Mr. Rosenthal came to PRG from Lehman Brothers, where he founded and was president of Lehman Housing Capital, a housing tax credit syndication firm. Mr. Fried worked at The Related Companies, where he formed the firm’s real estate financial services arm, Related Capital Company. The pair partnered 25 years ago on “a couple billion dollars” worth of multifamily deals. In 1999, they joined forces to create PRG.
“Within multifamily, we did everything ranging from market-rate to low-income housing with tax credits,” Mr. Rosenthal said. “We worked with high rises in the city and garden apartments in suburbia. But we didn’t know what to do with all this knowledge.” Early into the company’s run, a not-for-profit approached Messrs. Rosenthal and Fried and spoke of the “forgotten middle” of work force housing. “They knew that the lower end was getting subsidies and people knew how to provide it and that luxury had no problem.”
Currently, PRG’s roughly 3,000 New York City units are clustered around Bedford-Stuyvesant and Bushwick in Brooklyn and upper Manhattan. “We can consider northern Manhattan part of the outer boroughs,” Mr. Rosenthal said. “It’s also coming of age.” Elsewhere, they’ve built a portfolio of walk-up buildings on West 49th Street between Eighth and Ninth Avenues and the David Arms at 340 East 90th Street. PRG has grown in Westchester, New Jersey and Connecticut. Nationally, the firm has a major presence in Southern California and Florida. Over the next three years, Mr. Rosenthal said PRG hopes to double the size of its portfolio which now has over $1.35 billion in assets.

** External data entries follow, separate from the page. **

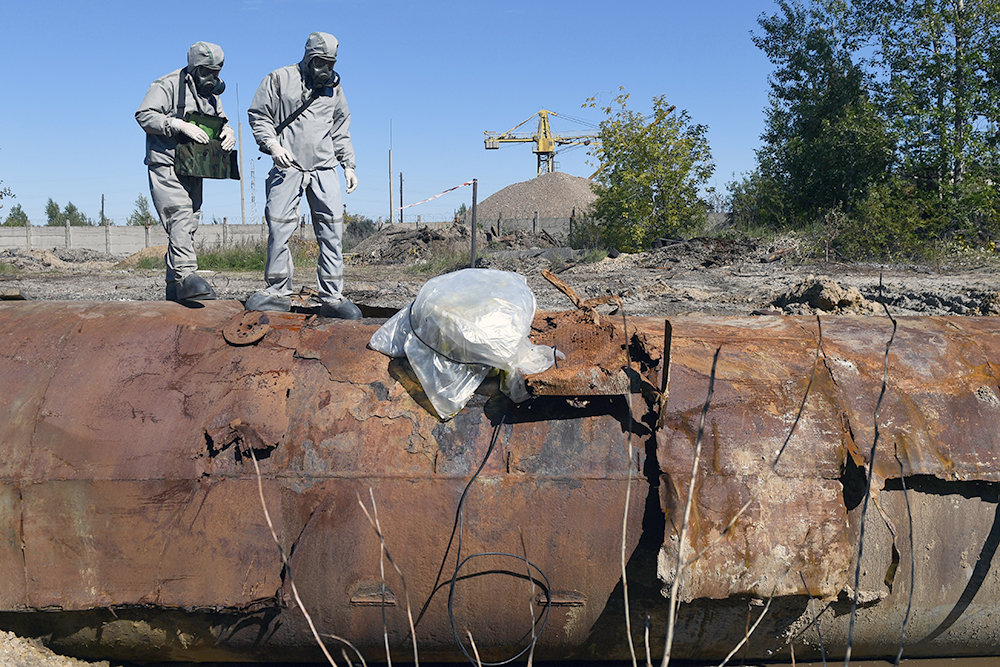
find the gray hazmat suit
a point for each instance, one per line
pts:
(177, 199)
(319, 139)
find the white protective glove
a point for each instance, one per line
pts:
(283, 159)
(228, 138)
(190, 130)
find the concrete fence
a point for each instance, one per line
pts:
(119, 240)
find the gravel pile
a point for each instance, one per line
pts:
(57, 259)
(552, 195)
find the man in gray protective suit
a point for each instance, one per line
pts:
(162, 114)
(299, 116)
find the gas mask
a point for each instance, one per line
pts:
(207, 81)
(319, 72)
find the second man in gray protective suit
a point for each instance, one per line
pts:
(299, 116)
(163, 114)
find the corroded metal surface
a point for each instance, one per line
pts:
(597, 354)
(125, 482)
(128, 500)
(764, 524)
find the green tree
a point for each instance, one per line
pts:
(940, 83)
(825, 143)
(357, 227)
(653, 171)
(141, 215)
(16, 218)
(53, 215)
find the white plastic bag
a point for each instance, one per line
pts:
(460, 326)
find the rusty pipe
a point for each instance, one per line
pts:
(127, 504)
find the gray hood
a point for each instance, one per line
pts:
(321, 44)
(210, 55)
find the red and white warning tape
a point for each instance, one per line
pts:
(435, 196)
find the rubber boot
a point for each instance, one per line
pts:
(194, 287)
(344, 310)
(265, 301)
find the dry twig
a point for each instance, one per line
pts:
(284, 559)
(679, 569)
(373, 520)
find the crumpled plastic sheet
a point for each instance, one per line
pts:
(460, 326)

PRG’s main objective is to acquire Class B and C buildings and renovate them to contemporary standards. “Yes, we get more rent,” Mr. Rosenthal said. “We make money. Otherwise, we won’t attract capital. At the same time, tenants get a nicer place to live, a place that they’re proud of. These are not lipstick rehabs. And we make a difference in the neighborhood. We clean up the facades, add retail and contribute to making nice neighborhoods with continuity.” At the end of the day, the rents in PRG’s buildings are still cheaper than new construction.

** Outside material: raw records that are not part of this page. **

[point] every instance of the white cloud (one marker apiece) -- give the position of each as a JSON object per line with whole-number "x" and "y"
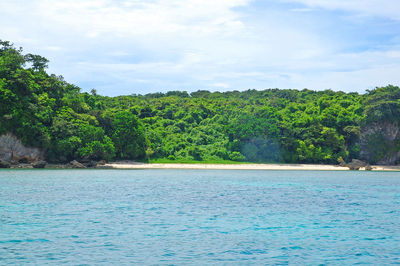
{"x": 384, "y": 8}
{"x": 133, "y": 46}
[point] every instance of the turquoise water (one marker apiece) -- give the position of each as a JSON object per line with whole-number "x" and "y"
{"x": 199, "y": 217}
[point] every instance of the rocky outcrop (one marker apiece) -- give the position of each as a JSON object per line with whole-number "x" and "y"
{"x": 76, "y": 164}
{"x": 355, "y": 164}
{"x": 380, "y": 143}
{"x": 39, "y": 164}
{"x": 12, "y": 150}
{"x": 4, "y": 164}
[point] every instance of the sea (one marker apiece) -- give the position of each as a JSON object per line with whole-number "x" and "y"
{"x": 199, "y": 217}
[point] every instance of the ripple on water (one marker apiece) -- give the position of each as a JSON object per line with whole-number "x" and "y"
{"x": 199, "y": 217}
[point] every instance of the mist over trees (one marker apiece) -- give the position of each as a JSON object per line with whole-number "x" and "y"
{"x": 273, "y": 125}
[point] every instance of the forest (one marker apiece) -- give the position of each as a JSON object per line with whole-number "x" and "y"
{"x": 273, "y": 125}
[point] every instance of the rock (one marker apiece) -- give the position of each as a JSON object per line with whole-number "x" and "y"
{"x": 353, "y": 165}
{"x": 76, "y": 164}
{"x": 4, "y": 164}
{"x": 89, "y": 163}
{"x": 39, "y": 164}
{"x": 24, "y": 159}
{"x": 342, "y": 162}
{"x": 368, "y": 167}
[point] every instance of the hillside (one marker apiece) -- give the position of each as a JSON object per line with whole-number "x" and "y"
{"x": 46, "y": 112}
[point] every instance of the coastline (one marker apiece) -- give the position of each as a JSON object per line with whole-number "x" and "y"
{"x": 309, "y": 167}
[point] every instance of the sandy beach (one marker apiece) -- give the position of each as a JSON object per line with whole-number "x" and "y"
{"x": 318, "y": 167}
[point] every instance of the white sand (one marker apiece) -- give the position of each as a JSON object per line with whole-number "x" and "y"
{"x": 134, "y": 165}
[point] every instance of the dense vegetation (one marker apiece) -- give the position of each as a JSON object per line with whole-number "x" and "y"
{"x": 260, "y": 126}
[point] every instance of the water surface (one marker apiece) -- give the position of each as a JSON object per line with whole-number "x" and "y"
{"x": 199, "y": 217}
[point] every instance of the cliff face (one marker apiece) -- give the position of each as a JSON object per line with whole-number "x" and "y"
{"x": 380, "y": 143}
{"x": 12, "y": 150}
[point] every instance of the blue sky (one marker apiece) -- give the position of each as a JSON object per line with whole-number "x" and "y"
{"x": 133, "y": 46}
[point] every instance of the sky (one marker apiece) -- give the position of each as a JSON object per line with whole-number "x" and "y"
{"x": 122, "y": 47}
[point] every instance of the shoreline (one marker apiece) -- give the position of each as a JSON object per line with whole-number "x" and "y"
{"x": 309, "y": 167}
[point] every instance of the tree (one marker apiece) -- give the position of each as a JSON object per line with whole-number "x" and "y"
{"x": 128, "y": 136}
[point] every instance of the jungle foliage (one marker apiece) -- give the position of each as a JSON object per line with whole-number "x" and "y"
{"x": 272, "y": 125}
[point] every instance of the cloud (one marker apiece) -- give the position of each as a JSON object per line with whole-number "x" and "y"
{"x": 133, "y": 46}
{"x": 383, "y": 8}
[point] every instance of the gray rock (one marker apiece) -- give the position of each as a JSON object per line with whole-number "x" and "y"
{"x": 39, "y": 164}
{"x": 368, "y": 167}
{"x": 76, "y": 164}
{"x": 4, "y": 164}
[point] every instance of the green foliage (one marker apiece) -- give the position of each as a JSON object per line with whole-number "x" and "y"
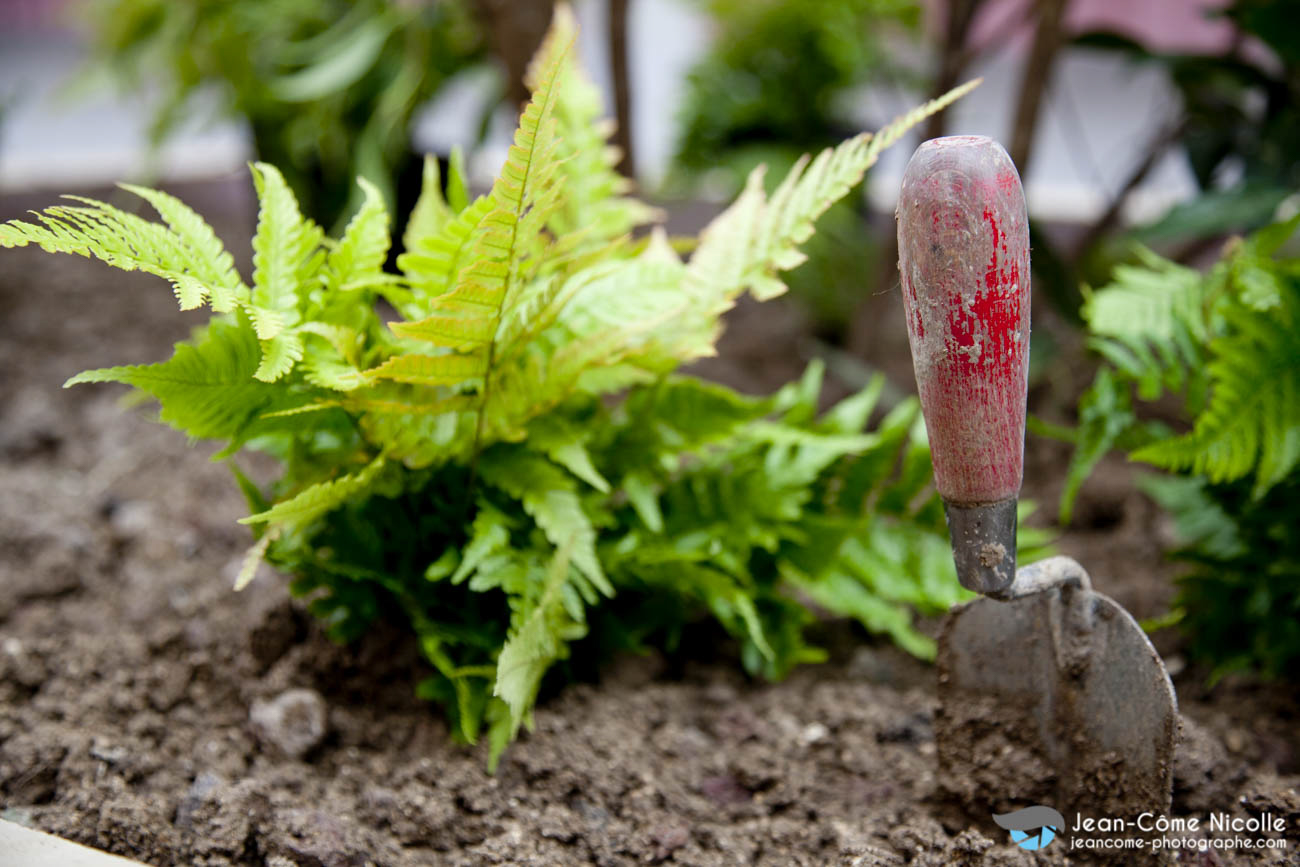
{"x": 1226, "y": 345}
{"x": 511, "y": 464}
{"x": 775, "y": 86}
{"x": 329, "y": 89}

“That’s our shtick, if you will,” Mr. Rosenthal said. “The rents will still be a value for a given neighborhood.” As for retail rehab, he mentioned everything from national chains like 7-Eleven to neighborhood grocers to child care facilities as attractive prospects. “They’re not destination tenants,” he said, although local restaurants can greatly benefit a neighborhood.

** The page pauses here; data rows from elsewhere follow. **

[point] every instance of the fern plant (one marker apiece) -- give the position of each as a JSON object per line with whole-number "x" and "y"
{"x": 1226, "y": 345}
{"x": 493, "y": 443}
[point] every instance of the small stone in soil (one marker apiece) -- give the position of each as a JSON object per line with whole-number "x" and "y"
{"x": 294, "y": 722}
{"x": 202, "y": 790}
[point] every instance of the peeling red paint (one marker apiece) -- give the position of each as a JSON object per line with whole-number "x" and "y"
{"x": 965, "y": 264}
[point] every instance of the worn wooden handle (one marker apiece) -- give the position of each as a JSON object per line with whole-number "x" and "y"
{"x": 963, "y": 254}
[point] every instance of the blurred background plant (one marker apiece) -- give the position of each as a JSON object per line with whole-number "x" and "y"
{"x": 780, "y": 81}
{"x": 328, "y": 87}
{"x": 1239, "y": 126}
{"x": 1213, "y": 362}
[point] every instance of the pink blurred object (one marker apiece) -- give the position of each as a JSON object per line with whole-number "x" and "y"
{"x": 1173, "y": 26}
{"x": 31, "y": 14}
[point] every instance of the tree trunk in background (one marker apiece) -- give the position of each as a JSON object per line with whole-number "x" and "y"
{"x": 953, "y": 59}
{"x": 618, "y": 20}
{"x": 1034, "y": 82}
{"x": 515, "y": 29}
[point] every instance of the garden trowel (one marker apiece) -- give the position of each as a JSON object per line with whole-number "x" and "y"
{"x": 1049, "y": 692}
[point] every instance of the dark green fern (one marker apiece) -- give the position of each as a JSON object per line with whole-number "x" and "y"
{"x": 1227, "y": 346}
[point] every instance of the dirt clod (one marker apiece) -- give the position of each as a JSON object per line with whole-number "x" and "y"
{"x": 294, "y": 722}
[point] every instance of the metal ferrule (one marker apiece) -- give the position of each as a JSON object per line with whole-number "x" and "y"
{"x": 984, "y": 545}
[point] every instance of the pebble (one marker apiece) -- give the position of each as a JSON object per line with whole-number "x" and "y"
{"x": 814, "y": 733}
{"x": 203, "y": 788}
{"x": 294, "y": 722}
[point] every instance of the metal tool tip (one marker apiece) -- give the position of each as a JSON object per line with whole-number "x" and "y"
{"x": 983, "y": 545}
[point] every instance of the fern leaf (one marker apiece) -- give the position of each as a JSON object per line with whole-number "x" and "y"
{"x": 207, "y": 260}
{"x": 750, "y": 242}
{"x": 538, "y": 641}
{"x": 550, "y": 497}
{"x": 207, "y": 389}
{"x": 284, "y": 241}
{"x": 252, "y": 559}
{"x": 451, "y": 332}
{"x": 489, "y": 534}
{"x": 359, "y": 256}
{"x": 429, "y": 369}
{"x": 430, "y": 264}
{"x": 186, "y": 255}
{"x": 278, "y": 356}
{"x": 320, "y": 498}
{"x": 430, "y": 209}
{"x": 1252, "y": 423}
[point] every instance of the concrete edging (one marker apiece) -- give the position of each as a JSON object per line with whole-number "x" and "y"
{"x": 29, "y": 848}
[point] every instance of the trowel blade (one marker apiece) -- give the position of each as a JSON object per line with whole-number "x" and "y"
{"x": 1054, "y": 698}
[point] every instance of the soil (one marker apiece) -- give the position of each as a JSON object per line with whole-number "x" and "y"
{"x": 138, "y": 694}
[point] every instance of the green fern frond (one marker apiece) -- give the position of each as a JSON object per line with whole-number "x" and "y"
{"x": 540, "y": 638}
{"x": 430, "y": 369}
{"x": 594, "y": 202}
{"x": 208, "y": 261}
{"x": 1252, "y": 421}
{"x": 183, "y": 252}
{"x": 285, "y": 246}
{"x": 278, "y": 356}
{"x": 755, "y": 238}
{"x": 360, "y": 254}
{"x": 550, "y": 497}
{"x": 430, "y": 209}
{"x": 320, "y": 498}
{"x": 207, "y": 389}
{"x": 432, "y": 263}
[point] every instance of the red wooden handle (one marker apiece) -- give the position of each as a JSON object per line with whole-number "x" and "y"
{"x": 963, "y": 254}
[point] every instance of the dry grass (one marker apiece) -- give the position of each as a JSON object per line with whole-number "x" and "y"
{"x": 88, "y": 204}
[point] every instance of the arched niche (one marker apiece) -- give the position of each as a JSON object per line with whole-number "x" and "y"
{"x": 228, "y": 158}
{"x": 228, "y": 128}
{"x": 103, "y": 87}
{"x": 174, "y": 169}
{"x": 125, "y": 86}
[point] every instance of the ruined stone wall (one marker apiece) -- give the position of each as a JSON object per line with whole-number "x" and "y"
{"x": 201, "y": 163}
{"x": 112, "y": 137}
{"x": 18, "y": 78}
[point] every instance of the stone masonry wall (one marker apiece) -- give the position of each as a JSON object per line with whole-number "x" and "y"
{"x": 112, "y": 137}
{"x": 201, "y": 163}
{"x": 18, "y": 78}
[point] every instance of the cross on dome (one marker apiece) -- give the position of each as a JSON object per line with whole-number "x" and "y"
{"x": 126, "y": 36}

PRG began toward the end of Rudy Giuliani’s transformative tenure as mayor when the city—or at least Manhattan below 96th Street—was acquiring its contemporary glossy sheen. Work force housing was a shrinking commodity then and is even scarcer following 12 years of Mayor Michael Bloomberg’s business-friendly reign.
“It’s tighter now,” Mr. Rosenthal said. “On the other hand, that barrier between Manhattan and the outer boroughs is starting to fall.” Speaking as much from an investor’s perspective as a middle-class renter’s, he added, “It became O.K. to live right across the river. Now it’s O.K. to live a little farther across the river.”
“On some level, that speaks to the city’s health,” he said of the expansion east and north of neighborhood desirability. “It attracts young workers” in technology and other fields. But it has also led to fears of an affordability squeeze that the Mayor-elect capitalized on during his unexpected march to victory.